One line of current research questions whether a mercury-based preservative used for years in children's vaccines weakened the immune systems of some children and made them more susceptible to adverse reactions to the Measles, Mumps, Rubella (MMR) vaccine. Another line contends that the it may be the one-shot combination of the Measles, Mumps and Rubella vaccine which might be causing the negative reaction. The vaccine for measles, mumps and rubella called MMR is given at 12 months and also to females in the reproductive age group.
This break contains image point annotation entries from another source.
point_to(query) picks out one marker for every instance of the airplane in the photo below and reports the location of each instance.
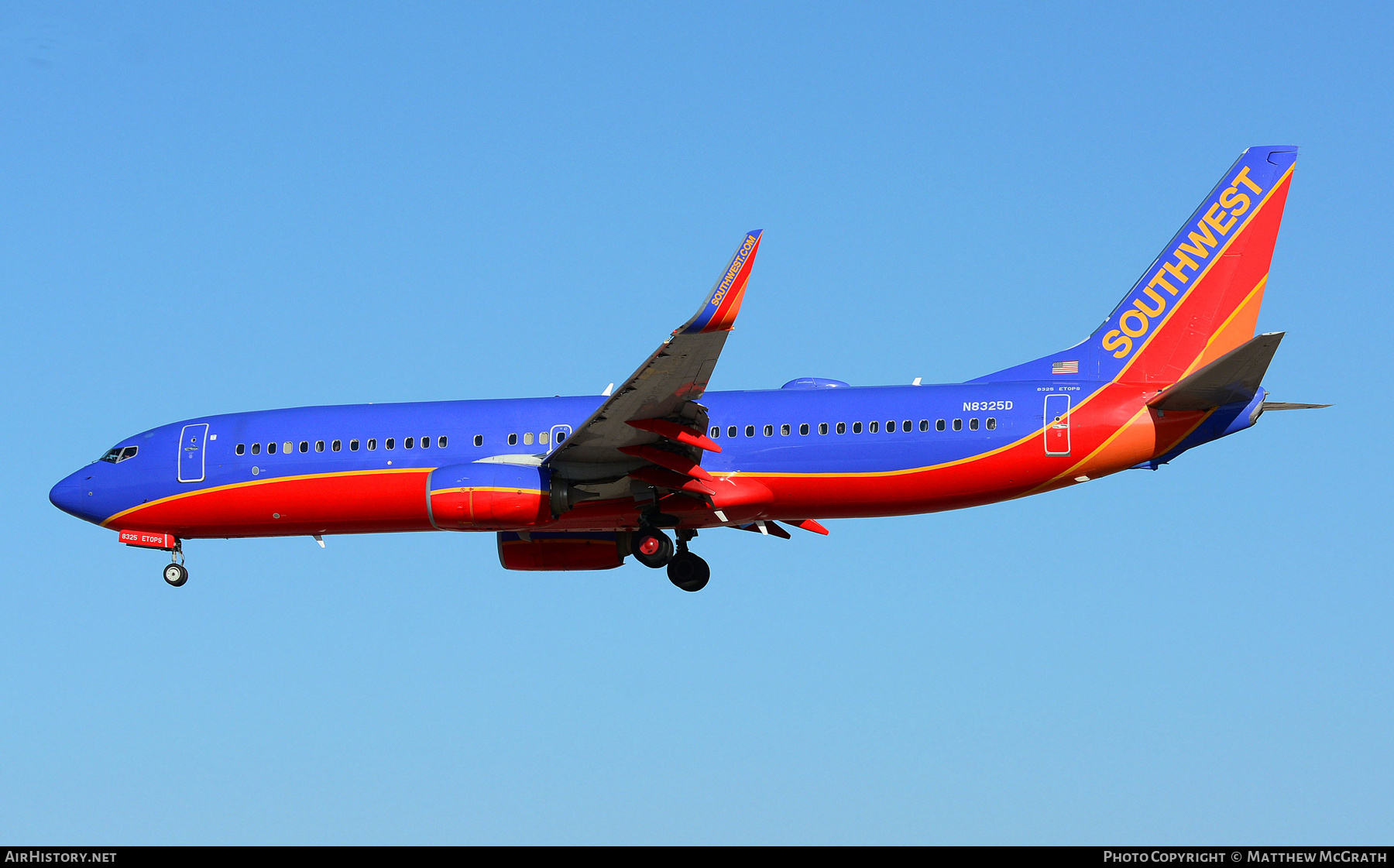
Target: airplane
(585, 482)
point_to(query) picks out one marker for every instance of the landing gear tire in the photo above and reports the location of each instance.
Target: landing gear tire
(176, 575)
(689, 571)
(653, 548)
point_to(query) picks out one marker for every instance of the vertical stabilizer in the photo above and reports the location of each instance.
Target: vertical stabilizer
(1200, 297)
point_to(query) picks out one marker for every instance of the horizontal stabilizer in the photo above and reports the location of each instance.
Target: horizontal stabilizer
(1269, 406)
(1233, 378)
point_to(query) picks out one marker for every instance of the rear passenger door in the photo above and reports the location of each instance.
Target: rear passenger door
(1057, 424)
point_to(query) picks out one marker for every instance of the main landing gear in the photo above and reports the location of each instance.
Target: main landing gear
(654, 548)
(174, 573)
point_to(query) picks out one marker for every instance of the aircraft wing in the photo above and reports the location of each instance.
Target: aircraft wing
(653, 423)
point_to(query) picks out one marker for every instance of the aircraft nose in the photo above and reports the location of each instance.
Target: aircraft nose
(71, 495)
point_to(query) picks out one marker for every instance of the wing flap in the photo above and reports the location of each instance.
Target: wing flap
(661, 396)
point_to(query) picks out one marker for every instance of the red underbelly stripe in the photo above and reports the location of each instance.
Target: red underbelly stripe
(364, 502)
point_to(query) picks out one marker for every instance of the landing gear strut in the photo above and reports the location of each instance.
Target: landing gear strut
(685, 569)
(174, 573)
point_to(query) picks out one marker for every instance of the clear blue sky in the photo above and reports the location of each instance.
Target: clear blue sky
(212, 209)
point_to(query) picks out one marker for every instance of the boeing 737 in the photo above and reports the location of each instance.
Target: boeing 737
(585, 482)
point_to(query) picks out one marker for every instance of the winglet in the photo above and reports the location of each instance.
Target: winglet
(718, 312)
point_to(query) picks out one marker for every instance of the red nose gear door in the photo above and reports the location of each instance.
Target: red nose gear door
(1057, 424)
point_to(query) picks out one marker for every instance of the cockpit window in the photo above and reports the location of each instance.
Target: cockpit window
(120, 453)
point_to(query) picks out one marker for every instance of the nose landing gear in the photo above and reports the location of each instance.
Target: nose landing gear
(174, 573)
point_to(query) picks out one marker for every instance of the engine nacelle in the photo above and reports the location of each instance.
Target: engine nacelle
(562, 551)
(488, 496)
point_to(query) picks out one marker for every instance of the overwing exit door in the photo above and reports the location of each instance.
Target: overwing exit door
(559, 434)
(1057, 424)
(191, 451)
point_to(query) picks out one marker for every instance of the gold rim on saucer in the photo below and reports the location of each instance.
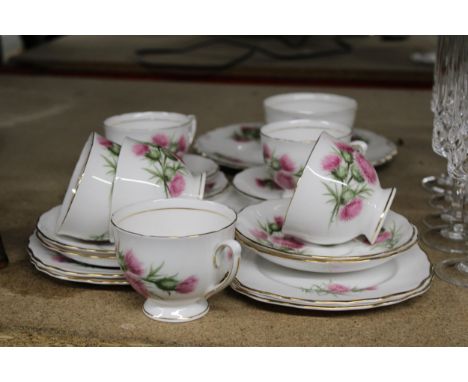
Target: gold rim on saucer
(51, 268)
(72, 248)
(56, 248)
(267, 300)
(257, 247)
(86, 280)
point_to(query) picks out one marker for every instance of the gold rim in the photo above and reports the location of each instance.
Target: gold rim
(179, 208)
(80, 178)
(330, 308)
(220, 191)
(302, 300)
(326, 259)
(181, 320)
(52, 269)
(79, 255)
(78, 279)
(66, 247)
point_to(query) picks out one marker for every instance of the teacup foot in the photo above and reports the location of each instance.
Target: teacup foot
(175, 313)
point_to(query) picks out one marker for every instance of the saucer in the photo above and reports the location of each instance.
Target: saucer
(407, 276)
(259, 227)
(57, 263)
(256, 182)
(237, 146)
(215, 185)
(46, 229)
(60, 267)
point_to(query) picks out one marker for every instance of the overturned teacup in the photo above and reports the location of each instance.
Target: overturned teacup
(173, 131)
(146, 171)
(176, 253)
(318, 106)
(85, 211)
(338, 196)
(287, 146)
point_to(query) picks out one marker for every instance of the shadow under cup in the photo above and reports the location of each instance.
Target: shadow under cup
(176, 253)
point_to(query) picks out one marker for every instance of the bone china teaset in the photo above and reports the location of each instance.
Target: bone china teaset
(140, 210)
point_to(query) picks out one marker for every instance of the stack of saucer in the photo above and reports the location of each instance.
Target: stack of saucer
(73, 241)
(335, 244)
(66, 258)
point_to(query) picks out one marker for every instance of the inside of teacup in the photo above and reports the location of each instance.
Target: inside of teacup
(304, 133)
(313, 103)
(144, 121)
(175, 221)
(74, 183)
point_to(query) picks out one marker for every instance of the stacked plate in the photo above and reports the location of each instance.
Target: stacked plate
(281, 269)
(67, 258)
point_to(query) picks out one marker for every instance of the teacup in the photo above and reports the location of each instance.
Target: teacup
(177, 253)
(338, 196)
(287, 146)
(146, 171)
(328, 107)
(173, 131)
(85, 211)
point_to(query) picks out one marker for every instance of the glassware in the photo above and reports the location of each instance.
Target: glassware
(448, 138)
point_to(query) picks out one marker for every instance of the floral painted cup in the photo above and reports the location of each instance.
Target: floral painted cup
(321, 106)
(85, 211)
(338, 196)
(287, 146)
(176, 253)
(173, 131)
(146, 171)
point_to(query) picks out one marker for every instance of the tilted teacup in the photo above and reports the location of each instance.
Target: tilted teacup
(176, 253)
(287, 146)
(322, 106)
(338, 196)
(146, 171)
(173, 131)
(85, 211)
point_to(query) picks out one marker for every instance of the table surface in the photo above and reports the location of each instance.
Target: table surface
(370, 59)
(44, 122)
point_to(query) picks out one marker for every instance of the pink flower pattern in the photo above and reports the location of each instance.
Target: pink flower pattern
(104, 141)
(284, 180)
(134, 272)
(336, 289)
(286, 163)
(351, 210)
(140, 149)
(331, 162)
(351, 175)
(367, 170)
(176, 186)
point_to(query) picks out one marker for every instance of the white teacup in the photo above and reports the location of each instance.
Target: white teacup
(287, 146)
(338, 196)
(85, 211)
(177, 253)
(173, 131)
(328, 107)
(146, 171)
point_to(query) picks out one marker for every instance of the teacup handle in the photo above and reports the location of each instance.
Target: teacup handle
(234, 251)
(193, 128)
(360, 146)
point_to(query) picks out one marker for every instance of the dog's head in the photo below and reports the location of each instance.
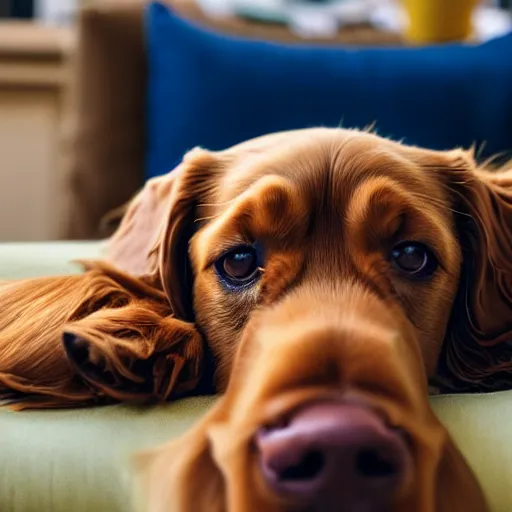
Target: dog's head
(314, 214)
(331, 273)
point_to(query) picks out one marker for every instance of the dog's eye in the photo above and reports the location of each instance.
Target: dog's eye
(239, 266)
(414, 259)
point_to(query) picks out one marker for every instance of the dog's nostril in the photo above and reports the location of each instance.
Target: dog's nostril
(308, 468)
(370, 464)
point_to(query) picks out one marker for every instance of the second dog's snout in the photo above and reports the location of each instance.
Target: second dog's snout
(332, 456)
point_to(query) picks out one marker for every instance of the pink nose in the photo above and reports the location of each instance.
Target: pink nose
(332, 457)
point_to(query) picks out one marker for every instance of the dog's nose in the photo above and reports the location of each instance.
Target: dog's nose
(332, 456)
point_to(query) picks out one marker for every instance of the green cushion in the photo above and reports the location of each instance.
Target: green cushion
(58, 461)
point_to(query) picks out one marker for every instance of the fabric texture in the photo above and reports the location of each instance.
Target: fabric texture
(56, 461)
(214, 91)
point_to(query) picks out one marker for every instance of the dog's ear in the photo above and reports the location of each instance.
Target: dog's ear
(154, 234)
(478, 347)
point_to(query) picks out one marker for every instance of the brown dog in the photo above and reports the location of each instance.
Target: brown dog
(345, 269)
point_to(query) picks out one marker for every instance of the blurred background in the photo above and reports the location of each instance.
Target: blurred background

In yet another theory, researchers of other nations have proposed that there might be a link between the vaccine ingredient thimerosol and autism. Thimerosal is the mercury-based preservative used in some vaccines. In 2001, the American centre for disease control requested that the ingredient be removed, in light of parent's concerns. Here in Jamaica, the authorities have stated their belief that such issues as are being raised abroad will only jeopardise our much valued immunisation programme.
Other scientific research which has stated that there is no link between the MMR, thimeresol, vaccinations and autism are being ignored, they contend. It has been further noted that immunising children is not only a health issue but a matter of sound economics. Every US$ dollar spent on the measles-mumps-rubella vaccine saves US $21 in later health-care costs, the experts say. But, in the case of the MMR is the health of the affected minority being sacrificed for the greater good?
The parents of autistic children want to know. Eulyn Lee, who tries her best to keep abreast of current research says that she is feeling more hopeful now. If autism has an environmental cause, then maybe something can be done to reverse the effects on her daughter, she says.